Making more time to spend with those you love is a greater gift than an item that will be placed on a shelf or in a drawer. I have a dear friend I met in my 20’s and we choose to not exchange gifts at holidays or birthdays. Instead we take a night to get together and have a meal together. We enjoy this time so much. It gives us a reason to get together and it frees us from finding the perfect gift that shows how much we care. Being together shows that better than any gift could.

So how do we politely tell our friends and family we don’t want more stuff? This can be really difficult. Sometimes those you tell, won’t understand your decision. They may become critical and poke fun stating you have too much stuff to be a minimalist. Take that with a grain of salt and know that your journey is your own. Continue moving towards the life you want. When they do ask though what you want for birthdays or Christmas gifts for yourself or your kids, this is your open door! Give them some honest ideas. Tell them a meal out with them would be nice. Experiences are always great gifts. Let them know your kids are wanting to try out horseback riding, or a new class. Maybe they want to see a new movie at the theater. There are plenty of gift ideas out there that don’t require adding to your stuff collection.
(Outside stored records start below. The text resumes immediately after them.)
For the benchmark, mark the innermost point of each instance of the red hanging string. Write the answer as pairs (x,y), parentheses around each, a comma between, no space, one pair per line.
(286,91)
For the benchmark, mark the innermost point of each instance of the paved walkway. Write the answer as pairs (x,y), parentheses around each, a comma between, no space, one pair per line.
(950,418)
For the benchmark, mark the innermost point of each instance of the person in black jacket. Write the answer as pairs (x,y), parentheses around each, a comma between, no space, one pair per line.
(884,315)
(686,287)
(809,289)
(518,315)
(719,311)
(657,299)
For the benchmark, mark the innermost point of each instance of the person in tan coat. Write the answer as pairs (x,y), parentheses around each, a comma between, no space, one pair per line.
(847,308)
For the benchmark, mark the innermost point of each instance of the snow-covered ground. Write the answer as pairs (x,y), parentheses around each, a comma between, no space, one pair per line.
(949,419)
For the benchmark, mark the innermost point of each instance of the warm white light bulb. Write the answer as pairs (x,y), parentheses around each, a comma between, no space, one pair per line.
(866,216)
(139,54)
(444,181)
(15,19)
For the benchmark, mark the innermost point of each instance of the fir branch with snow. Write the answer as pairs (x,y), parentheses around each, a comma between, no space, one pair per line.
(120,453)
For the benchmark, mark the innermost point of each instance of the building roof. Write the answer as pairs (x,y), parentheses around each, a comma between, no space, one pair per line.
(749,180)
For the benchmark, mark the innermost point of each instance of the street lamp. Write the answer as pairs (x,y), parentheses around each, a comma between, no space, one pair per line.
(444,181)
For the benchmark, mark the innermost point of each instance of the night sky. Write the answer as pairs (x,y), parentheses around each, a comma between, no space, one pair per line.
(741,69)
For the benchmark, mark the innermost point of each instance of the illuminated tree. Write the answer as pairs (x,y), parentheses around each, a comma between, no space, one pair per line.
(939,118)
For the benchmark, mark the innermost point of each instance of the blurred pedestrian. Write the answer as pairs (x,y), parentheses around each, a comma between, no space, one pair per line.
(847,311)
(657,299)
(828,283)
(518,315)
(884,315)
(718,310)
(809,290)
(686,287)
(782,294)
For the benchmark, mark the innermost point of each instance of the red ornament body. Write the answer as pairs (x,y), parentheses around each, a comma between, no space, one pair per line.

Lastly remember to give yourself grace and time. Your house will not be finished over night. It takes time to go through an entire home full of collected items. Give yourself the time to go through it all. Sometimes it may even take 2 or 3 passes to get to a place that feels right. I know from personal experience that my closet took several passes. It is still not exactly how I want it, but each time I do it I realize items I kept last time are items I can let go off this time around. Don’t wait to get back into those size 6 jeans you wore pre-pregnancy. Let them go and if you ever get back to that size, tackle getting new jeans then. Don’t keep those items that don’t fit.

Enjoy the journey and… don’t buy any more bins! Let your journey be your own and allow it to be full of grace and intention!